Step 4: low = 5, high = 5. low == high → converged.

Result: The smallest divisor is 5.

Binary Search on Divisor — Finding the Threshold Boundary — Watch how binary search narrows the divisor range. For each candidate divisor, we compute the ceiling-division sum and decide which half to keep.

Algorithm

  1. Set low = 1, high = max(nums).
  2. While low < high:
    a. Compute mid = low + (high - low) / 2.
    b. Compute sum = Σ ⌈nums[i] / mid⌉ for all elements.
    c. If sum ≤ threshold, set high = mid (this divisor works, but a smaller one might too).
    d. Otherwise, set low = mid + 1 (this divisor is too small).
  3. Return low.

Computing ceiling division without floating point:

  • ⌈a / d⌉ = (a + d - 1) / d (integer division)

Code

#include <vector>
#include <algorithm>
using namespace std;

class Solution {
public:
    int smallestDivisor(vector<int>& nums, int threshold) {
        int low = 1;
        int high = *max_element(nums.begin(), nums.end());
        
        while (low < high) {
            int mid = low + (high - low) / 2;
            int sum = 0;
            for (int num : nums) {
                sum += (num + mid - 1) / mid;
            }
            if (sum <= threshold) {
                high = mid;
            } else {
                low = mid + 1;
            }
        }
        
        return low;
    }
};
import math

class Solution:
    def smallestDivisor(self, nums: list[int], threshold: int) -> int:
        low = 1
        high = max(nums)
        
        while low < high:
            mid = low + (high - low) // 2
            total = sum(math.ceil(num / mid) for num in nums)
            if total <= threshold:
                high = mid
            else:
                low = mid + 1
        
        return low
class Solution {
    public int smallestDivisor(int[] nums, int threshold) {
        int low = 1;
        int high = 0;
        for (int num : nums) high = Math.max(high, num);
        
        while (low < high) {
            int mid = low + (high - low) / 2;
            int sum = 0;
            for (int num : nums) {
                sum += (num + mid - 1) / mid;
            }
            if (sum <= threshold) {
                high = mid;
            } else {
                low = mid + 1;
            }
        }
        
        return low;
    }
}

Complexity Analysis

Time Complexity: O(n × log(max(nums)))

The binary search operates over the range [1, max(nums)]. With max(nums) up to 10^6, binary search performs at most log₂(10^6) ≈ 20 iterations.
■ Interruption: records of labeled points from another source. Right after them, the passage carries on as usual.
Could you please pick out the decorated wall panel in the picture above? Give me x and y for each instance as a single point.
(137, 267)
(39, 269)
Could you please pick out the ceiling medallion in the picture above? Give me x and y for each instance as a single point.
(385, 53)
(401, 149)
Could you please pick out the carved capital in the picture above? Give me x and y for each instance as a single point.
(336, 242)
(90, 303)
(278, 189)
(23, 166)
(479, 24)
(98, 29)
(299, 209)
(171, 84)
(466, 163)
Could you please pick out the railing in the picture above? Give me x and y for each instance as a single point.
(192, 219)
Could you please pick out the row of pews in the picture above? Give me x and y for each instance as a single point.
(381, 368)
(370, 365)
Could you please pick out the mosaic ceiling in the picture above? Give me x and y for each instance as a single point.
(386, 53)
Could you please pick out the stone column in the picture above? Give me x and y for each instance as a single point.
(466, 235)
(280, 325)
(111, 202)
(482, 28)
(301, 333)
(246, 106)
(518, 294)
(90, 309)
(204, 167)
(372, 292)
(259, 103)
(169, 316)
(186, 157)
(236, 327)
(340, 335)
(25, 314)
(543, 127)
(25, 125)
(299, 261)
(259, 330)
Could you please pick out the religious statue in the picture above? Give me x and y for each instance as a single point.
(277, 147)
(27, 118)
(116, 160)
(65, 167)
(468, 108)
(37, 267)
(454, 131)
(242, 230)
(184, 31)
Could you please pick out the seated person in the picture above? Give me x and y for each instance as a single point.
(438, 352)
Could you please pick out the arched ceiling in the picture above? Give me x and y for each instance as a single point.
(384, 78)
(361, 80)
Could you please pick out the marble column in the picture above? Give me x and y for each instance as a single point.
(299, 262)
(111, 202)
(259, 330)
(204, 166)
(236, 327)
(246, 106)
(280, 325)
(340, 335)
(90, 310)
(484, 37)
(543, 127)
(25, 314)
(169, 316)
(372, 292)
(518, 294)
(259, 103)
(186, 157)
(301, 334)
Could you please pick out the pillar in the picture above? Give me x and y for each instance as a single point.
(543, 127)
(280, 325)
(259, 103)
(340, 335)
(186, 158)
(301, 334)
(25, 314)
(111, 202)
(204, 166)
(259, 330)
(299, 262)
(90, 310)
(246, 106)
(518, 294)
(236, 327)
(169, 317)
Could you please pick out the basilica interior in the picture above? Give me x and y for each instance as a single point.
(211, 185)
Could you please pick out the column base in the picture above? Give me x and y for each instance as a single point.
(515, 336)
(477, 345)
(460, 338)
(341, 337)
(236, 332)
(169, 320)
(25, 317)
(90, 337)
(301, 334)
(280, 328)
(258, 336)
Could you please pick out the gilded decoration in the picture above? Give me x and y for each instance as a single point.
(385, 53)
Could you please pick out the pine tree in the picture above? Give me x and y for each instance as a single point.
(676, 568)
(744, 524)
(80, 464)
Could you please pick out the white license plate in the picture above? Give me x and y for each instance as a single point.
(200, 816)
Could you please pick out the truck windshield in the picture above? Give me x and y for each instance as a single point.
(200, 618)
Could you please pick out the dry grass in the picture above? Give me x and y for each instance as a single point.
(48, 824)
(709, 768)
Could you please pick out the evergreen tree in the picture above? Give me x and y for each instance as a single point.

Each iteration scans the entire array of n elements to compute the ceiling-division sum. Total: O(n × 20) = O(n × log(max(nums))).

For n = 5 × 10^4, this is about 10^6 operations — extremely fast.

Space Complexity: O(1)

We only use a constant number of variables (low, high, mid, sum). No extra data structures are needed beyond the input array.